I feel for text wrapping, letting it simply flow off the device screen works well in this UX scenario because all of these devices should be expected to be multi-touch enabled. It is very intuitive for a mobile device user to swipe left/right in order to scroll content that is obviously clipped by the screen dimensions. Swiping left/right and pinching to zoom are the very first things I tried when reviewing a PR. I feel if you could support some approach where the text item is displayed at full scale always (no line break/wrapping), and the user can basically treat the view like they would an image (pinch-to-zoom/pan).
Additionally, perhaps the code review process on mobile could be somewhat different from the desktop experience. Instead of trying to display the full diff all at once for a file, perhaps you aggregate the diff regions, and then display those one-at-a-time. Sort of like a tinder for code reviews. Swipe left on a diff region for deeper review, swipe right for approval. Lots of cool stuff you can do if you fully-leverage the mobile device environment and related user knowledge.
BTW, I love the direction all of this is headed in. Keep up the great work.
I too use the feed or homepage. Mostly for discovery of repos from people I follow and getting notifications about who starred which of my repositories. I do miss that in the app. Otherwise I love it so far.
Yes I have to say, this is fast becoming one of my favourite ways to discover new repos. It attracts developers who might not be the most vocal on traditional forms of social media but otherwise have something worth visiting.
As the sibling comment says, horizontal scrolling would be an improvement over the status quo. Pinch to zoom would be another nice win.
> Can you tell me more about what you use this feed for? You're talking about the one on the github.com home page?
Yes, that's the one I'm talking about.
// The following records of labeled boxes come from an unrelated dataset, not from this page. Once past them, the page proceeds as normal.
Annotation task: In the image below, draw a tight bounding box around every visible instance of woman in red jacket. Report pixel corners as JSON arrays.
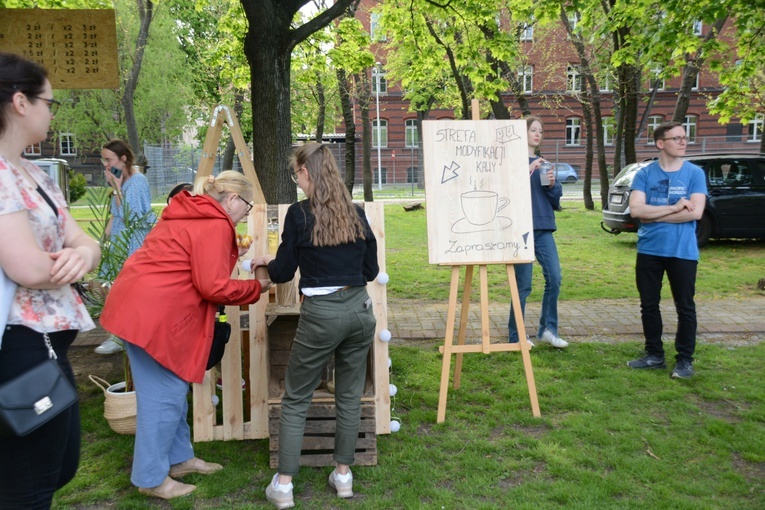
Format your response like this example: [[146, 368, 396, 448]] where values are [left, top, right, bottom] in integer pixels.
[[101, 171, 270, 499]]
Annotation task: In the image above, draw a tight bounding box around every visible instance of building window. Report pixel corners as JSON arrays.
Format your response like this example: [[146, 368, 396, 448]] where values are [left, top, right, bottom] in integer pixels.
[[406, 166, 417, 184], [58, 133, 77, 156], [646, 115, 664, 140], [24, 142, 42, 156], [566, 64, 582, 92], [746, 113, 765, 142], [518, 65, 534, 94], [521, 23, 534, 41], [603, 117, 616, 145], [404, 119, 420, 149], [372, 119, 388, 148], [372, 67, 388, 94], [683, 115, 699, 143], [648, 67, 667, 90], [369, 12, 388, 42], [566, 117, 582, 145]]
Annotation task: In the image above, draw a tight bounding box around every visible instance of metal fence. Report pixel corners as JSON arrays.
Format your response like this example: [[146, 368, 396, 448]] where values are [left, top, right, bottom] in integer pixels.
[[139, 136, 760, 199]]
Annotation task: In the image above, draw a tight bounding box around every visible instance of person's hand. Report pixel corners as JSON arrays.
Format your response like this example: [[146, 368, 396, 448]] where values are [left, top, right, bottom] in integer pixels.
[[674, 198, 696, 212], [250, 255, 274, 273], [50, 248, 93, 285]]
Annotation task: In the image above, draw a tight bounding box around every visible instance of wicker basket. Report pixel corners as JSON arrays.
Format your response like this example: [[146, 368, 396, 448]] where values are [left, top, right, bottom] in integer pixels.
[[88, 375, 137, 435]]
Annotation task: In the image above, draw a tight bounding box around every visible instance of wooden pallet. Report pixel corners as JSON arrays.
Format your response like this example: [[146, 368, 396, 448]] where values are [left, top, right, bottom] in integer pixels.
[[268, 402, 377, 468]]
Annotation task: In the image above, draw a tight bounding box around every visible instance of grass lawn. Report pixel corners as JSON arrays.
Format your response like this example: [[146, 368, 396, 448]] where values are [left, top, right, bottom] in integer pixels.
[[54, 343, 765, 510], [54, 190, 765, 510]]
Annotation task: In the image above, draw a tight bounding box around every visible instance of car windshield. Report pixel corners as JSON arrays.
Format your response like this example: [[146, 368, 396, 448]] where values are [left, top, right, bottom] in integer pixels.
[[613, 163, 645, 186]]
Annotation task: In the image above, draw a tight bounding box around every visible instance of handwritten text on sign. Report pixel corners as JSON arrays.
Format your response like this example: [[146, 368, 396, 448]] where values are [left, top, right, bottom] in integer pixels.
[[0, 9, 119, 89], [423, 120, 534, 265]]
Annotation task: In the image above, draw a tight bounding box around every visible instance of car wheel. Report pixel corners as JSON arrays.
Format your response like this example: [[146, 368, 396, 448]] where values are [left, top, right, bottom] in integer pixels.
[[696, 214, 712, 248]]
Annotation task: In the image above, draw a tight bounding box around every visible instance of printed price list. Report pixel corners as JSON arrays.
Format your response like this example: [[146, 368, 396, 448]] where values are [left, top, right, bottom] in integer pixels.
[[0, 9, 119, 89]]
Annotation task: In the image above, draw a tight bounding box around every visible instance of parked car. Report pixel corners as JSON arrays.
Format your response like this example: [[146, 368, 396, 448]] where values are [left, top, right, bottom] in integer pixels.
[[553, 163, 579, 183], [600, 154, 765, 246]]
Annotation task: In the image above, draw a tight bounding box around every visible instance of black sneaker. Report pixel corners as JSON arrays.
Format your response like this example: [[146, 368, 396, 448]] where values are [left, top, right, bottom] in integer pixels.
[[671, 359, 693, 379], [627, 354, 667, 368]]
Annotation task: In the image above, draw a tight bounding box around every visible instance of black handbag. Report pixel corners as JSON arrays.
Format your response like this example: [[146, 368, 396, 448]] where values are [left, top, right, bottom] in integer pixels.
[[206, 305, 231, 370], [0, 333, 77, 437]]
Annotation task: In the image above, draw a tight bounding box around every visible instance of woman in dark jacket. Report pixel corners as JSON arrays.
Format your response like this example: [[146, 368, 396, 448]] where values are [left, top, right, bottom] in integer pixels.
[[252, 143, 379, 508]]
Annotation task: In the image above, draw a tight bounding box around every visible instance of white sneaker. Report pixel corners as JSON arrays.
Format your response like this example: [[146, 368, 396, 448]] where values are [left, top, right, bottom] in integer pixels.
[[95, 336, 125, 354], [537, 329, 568, 349], [329, 469, 353, 498]]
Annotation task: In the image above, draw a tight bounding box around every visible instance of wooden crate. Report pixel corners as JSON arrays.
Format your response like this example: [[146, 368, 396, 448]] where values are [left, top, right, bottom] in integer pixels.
[[268, 402, 377, 468]]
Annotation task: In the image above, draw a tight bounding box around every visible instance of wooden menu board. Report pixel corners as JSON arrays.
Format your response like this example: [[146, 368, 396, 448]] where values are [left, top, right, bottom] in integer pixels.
[[0, 9, 120, 90], [422, 120, 534, 265]]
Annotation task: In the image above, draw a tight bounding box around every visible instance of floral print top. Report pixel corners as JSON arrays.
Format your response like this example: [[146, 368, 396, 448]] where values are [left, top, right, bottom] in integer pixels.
[[0, 156, 95, 333]]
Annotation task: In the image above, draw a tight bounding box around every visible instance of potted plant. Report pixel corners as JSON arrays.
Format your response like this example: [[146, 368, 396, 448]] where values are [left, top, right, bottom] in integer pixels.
[[79, 188, 154, 434]]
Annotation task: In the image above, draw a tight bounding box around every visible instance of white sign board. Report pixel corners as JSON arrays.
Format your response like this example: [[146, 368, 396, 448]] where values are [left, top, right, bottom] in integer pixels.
[[422, 120, 534, 265]]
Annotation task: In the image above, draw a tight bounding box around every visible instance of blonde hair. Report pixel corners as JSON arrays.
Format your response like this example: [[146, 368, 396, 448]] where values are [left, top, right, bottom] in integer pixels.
[[194, 170, 252, 202], [292, 142, 366, 246]]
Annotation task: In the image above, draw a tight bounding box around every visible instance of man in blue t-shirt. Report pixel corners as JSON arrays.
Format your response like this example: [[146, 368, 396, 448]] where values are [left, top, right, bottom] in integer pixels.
[[627, 122, 707, 379]]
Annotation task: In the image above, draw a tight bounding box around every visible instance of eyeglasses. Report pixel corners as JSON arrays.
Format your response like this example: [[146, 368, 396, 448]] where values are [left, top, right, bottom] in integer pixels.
[[662, 136, 688, 143], [290, 166, 305, 184], [236, 195, 255, 214], [29, 96, 61, 116]]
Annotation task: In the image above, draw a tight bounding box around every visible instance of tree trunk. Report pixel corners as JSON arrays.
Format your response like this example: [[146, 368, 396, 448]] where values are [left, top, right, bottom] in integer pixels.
[[356, 73, 380, 202], [122, 0, 154, 166], [336, 68, 356, 196], [240, 0, 353, 204]]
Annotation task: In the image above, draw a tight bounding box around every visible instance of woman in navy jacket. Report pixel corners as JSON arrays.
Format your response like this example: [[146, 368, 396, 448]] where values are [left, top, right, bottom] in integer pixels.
[[252, 143, 379, 508]]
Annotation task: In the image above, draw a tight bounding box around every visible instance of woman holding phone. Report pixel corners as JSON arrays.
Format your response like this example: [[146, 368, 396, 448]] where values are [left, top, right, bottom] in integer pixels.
[[96, 140, 156, 354]]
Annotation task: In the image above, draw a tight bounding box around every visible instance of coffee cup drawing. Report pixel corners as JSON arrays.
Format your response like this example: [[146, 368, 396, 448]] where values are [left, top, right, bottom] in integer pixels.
[[460, 190, 510, 226]]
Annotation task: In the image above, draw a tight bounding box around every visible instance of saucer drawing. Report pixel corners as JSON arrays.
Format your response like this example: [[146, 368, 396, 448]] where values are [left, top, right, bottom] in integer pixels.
[[452, 216, 513, 234]]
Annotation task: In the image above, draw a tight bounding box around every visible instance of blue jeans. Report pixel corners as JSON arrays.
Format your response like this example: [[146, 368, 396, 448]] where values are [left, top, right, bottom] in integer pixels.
[[507, 230, 562, 343], [635, 253, 698, 361], [125, 342, 194, 488]]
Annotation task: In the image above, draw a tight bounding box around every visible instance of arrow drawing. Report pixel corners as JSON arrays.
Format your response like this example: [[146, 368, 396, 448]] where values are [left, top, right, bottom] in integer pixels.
[[441, 161, 460, 184]]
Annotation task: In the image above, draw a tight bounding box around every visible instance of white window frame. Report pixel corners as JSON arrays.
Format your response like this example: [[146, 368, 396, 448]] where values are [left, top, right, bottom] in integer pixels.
[[683, 115, 699, 143], [521, 23, 534, 42], [404, 119, 420, 149], [602, 116, 616, 145], [518, 65, 534, 94], [646, 115, 664, 141], [372, 119, 388, 149], [566, 117, 582, 147], [24, 142, 42, 156], [746, 113, 765, 143], [566, 64, 582, 92], [648, 67, 667, 90], [372, 67, 388, 94], [58, 133, 77, 156]]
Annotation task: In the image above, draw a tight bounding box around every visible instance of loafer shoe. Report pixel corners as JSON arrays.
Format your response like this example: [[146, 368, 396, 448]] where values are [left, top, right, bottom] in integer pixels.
[[329, 469, 353, 498], [95, 337, 125, 354], [170, 457, 223, 478], [138, 476, 197, 499], [537, 329, 568, 349], [266, 473, 295, 510]]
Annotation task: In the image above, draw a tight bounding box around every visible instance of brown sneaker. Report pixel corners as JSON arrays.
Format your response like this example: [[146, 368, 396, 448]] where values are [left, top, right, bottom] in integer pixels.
[[138, 476, 197, 499], [170, 457, 223, 478]]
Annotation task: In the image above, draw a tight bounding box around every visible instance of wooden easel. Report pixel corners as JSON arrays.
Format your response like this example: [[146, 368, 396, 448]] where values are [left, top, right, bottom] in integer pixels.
[[436, 99, 541, 423]]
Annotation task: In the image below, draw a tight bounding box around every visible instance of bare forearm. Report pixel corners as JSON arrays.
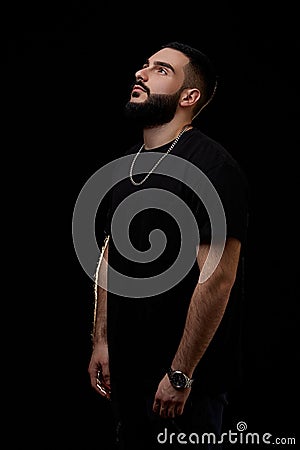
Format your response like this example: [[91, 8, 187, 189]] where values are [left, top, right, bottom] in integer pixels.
[[172, 283, 229, 377], [93, 241, 108, 345], [172, 238, 241, 376]]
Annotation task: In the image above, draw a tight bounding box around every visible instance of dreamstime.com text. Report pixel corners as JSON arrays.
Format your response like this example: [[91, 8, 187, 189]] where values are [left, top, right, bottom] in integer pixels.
[[157, 421, 296, 445]]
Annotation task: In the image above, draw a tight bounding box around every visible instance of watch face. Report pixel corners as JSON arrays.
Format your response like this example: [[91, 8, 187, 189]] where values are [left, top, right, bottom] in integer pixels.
[[172, 371, 186, 389]]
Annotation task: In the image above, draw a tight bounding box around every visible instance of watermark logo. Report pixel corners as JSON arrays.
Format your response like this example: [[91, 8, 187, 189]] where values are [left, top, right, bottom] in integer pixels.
[[72, 152, 226, 298], [157, 421, 296, 446]]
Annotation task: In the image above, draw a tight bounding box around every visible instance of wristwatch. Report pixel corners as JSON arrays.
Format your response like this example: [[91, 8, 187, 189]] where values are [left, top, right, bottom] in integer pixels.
[[168, 367, 194, 389]]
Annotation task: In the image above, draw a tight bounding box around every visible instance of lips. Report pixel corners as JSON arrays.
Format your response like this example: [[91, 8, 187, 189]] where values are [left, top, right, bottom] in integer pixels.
[[132, 84, 146, 92]]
I use it to see who's starring repos I'm involved in, who's following me, and what the developers I follow are starring (the feed also has stuff about what people are pushing to repos I watch, but that is not interesting to me because I usually keep track of it by following PRs or issues). Just keeping track of what's going on in the world.
Finally, I found the feedback handling from the betas somewhat discouraging. At least when I tried it, it just emailed off and there was no follow-up at all. If that process was a bit more conducive, I might have given you this feedback sooner.
> The main activity feed from / is nowhere to be seen, even though this is something I use daily on my laptops
Can you tell me more about what you use this feed for? You're talking about the one on the github.com home page?
Again thanks for the feedback, we have a lot of work to do still! Forwarding this comment to the team.